The Merry Spinster: Tales of Everyday Horror(33)



She kissed him again. “What an ugly way to look at it.”

“Has she even given you a wedding present?”

“You sound,” Alison said, “alarmingly like a person who is asking for money.”

“I don’t mean that you should have asked her for it,” he said. “I only meant that she’s been in a position to do you some good, and I want to know why she hasn’t—and why that doesn’t seem to bother you.”

“But the point is that Tess hasn’t given me money, whether you think she ought to have or not,” she said. “And she isn’t stupid, which means that at some point, she’s noticed that she has money and I haven’t, which means that at some point she’s thought about giving me some, and decided against it. So I could ask her for some, if I felt like embarrassing myself, and she’d arrive at the same decision, and then we’d be no differently situated than we were before, except I’d have been living with a woman I was ashamed to show my face to. My poor, grubby, impoverished face.” And at this she pulled such a long and self-pitying expression that David could not help but smile at her.

“I think,” he said, “if she really cared about you as much as she claims—”

“Perhaps you should go sit under Tess’s window,” she said, “and take your hat with you, and hold it out in front of you, stretched open wide, and carry a sign with the exact amount that you believe I am owed for performing the act of friendship, and see if she is interested in dispensing largesse. Or settling her bill. You started out the day so well too, David. I wonder if your hangover is operating in reverse, and I should put you to bed until you get properly drunk and fit for human society again.”

“Why do I always feel as if I’ve insulted your mother when I try to talk money with you?”

“I’m sure I have no idea. You could always try to stop talking money with me, if you don’t like the effect it produces. Stop pawing at me; you’ll wrinkle my suit.”

David dropped his hands reflexively, but she was smiling again, and he knew that the danger had passed. “And tomorrow you’ll marry me,” he said, not quite believing it still. “Tomorrow you’ll marry me, and then you’ll be married to me, and I’ll take you out of the tower Tess has you locked up in, and it won’t matter if she tries to buy you the moon, because I’ll—”

“Tess would never try to give me the moon,” she said, frowning. “Tess would never give me something I couldn’t use.”

“If you don’t like the ring I bought you,” he said, “I’ll buy you another one. Whatever kind you like. We’ll throw this one away.” There was a very sharp sense of imminence in his chest, somewhere between his lungs and a little lower down. There was no other word for it; something, something was going to happen, or already had.

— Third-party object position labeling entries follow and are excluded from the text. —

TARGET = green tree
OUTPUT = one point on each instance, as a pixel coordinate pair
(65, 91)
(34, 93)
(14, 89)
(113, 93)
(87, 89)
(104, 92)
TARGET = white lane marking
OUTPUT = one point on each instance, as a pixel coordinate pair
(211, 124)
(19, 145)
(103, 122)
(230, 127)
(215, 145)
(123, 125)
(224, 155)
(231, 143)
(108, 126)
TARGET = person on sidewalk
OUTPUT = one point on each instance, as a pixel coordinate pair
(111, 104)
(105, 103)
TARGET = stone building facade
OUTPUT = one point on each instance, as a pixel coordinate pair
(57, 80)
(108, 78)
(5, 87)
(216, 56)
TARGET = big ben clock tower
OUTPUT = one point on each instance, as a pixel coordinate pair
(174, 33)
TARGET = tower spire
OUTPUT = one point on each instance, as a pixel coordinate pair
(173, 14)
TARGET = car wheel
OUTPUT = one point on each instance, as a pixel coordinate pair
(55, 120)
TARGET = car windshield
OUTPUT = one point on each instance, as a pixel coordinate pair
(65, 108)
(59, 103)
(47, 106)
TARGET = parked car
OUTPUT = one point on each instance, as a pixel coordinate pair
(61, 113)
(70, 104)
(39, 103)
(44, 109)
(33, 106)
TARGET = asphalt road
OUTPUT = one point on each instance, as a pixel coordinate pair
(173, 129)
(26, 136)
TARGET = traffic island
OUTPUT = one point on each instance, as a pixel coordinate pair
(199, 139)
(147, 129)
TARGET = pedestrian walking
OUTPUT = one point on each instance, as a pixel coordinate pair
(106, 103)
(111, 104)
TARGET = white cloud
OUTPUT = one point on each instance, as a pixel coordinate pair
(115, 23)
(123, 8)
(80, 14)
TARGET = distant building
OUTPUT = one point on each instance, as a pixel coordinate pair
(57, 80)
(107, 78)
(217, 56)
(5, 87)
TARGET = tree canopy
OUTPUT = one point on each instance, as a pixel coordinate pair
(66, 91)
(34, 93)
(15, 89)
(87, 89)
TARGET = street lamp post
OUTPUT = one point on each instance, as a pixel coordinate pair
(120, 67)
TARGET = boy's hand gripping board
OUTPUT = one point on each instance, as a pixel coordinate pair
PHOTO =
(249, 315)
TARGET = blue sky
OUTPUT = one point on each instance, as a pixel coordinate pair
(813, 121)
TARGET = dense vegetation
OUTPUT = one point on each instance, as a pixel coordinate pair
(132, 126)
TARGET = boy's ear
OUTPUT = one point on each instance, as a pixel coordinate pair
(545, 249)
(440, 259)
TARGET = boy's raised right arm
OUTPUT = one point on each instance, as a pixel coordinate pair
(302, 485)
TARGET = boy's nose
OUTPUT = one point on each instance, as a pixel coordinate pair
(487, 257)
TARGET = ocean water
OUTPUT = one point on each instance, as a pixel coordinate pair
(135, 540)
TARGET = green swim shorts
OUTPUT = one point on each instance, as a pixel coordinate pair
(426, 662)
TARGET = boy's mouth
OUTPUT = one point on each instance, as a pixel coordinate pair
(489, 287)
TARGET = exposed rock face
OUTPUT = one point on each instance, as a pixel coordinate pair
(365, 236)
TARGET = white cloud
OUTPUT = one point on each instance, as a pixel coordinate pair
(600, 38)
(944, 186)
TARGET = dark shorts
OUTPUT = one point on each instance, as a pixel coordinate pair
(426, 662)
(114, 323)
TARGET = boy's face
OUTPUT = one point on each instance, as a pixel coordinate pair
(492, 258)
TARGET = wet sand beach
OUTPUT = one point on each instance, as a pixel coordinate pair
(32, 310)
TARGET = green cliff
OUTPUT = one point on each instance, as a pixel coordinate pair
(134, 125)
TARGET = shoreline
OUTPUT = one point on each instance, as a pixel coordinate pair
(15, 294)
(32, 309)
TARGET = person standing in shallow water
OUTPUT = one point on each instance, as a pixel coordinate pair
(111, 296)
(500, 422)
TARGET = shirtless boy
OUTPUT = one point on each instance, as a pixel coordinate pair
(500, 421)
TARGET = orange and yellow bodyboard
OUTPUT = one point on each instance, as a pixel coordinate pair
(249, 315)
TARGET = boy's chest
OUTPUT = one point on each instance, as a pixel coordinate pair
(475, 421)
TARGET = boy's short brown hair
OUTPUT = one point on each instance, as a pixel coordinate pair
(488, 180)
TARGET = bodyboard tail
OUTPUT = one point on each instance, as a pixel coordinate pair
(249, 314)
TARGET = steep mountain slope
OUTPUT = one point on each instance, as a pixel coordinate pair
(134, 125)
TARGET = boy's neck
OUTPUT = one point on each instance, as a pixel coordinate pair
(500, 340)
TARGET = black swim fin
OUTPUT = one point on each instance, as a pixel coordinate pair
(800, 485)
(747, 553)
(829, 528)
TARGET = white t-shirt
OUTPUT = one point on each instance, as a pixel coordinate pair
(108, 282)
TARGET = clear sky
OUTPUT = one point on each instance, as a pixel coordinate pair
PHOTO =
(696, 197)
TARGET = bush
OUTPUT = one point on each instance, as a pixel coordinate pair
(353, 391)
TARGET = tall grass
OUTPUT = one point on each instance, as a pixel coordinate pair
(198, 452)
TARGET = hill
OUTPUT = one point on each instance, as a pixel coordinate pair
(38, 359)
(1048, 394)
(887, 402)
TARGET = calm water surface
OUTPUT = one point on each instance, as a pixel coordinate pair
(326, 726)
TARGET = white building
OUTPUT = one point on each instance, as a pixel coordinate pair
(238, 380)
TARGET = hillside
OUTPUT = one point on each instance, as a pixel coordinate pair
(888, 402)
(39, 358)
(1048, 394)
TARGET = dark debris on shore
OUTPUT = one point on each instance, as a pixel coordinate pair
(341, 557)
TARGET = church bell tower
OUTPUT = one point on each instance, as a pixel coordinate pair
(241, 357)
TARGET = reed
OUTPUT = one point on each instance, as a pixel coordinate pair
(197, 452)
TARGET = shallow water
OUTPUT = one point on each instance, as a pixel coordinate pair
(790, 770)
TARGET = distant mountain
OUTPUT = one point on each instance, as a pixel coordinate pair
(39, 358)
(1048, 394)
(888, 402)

“I like this ring,” Alison said, and turned her hand to look at it with the same cool, studied air of forgiveness she always did. He would like to strike her, David thought suddenly. He would like to strike her and get up and leave, or fall at her feet and lay his head on her knees and beg until something happened. What that something might be, he could not quite imagine. “But you won’t get any complaints from me if you feel inclined to buy me more jewelry.”

“Darling,” he said, and he kissed her.

*

The door did not open again, but Alison had seen something in the window, and snapped her handbag shut as she drew herself up from her chair. “That’s Tess, just outside,” she said, “and you look like you’ve just been having an argument, which is your own fault. I’ll go out and talk to her. You stay here, and see if you can’t convince that ancient mariner of a waitress to come back in and turn the lights on so Tess doesn’t have to sit in the dark.”

He’d kissed her hand then and tried to press it lightly to his cheek. “I’m sorry,” he said. “I’m sorry, and I do like Tess, and I was a beast to ask about— Anyhow, I know it was never like that, with you, and I’ll do anything you like, as long as you marry me; you can leave me here in the dark with the wind outside and I won’t say a word until you come back, only if you’ll marry me.”

“I have your ring,” Alison said, and she did not try to keep the impatience out of her voice. “You have a train ticket in your jacket pocket with my name on it, and there is a very unfriendly clerk at the marriage bureau who is counting on being unpleasant to the both of us at exactly ten o’clock tomorrow morning. I can’t think of anything else I can do to convince you, but I hope at the least to find you sensible when I come back.” She stepped lightly outside, closing the door behind her.

The waitress did not come back, and David had not felt right moving any farther away from the table than the entrance to the kitchen. The kitchen was full of shadows and flung his own voice back at him when he tried to halloo for attention. He did not have permission to go farther, so he went back and sat down.

There was no reason for him to open the door, because Alison was standing just outside, with Tess beside her, and she would open it and come back inside any minute. It was bad luck for a groom to see a bride on her wedding day; David thought, a trifle hysterically, that perhaps it was bad luck too for a groom to open any doors a bride kept closed the night before. David could just hear the low, warm tones of voices babbling on the other side of the door, and one belonged unmistakably to Alison. One of the voices paused to laugh, and the other swept darkly underneath it. The voices rose and fell together, bowing and nodding graciously to each other in turn, as if they were being continuously introduced. David closed his eyes and pictured Alison’s long hands trailing after her words as she spoke.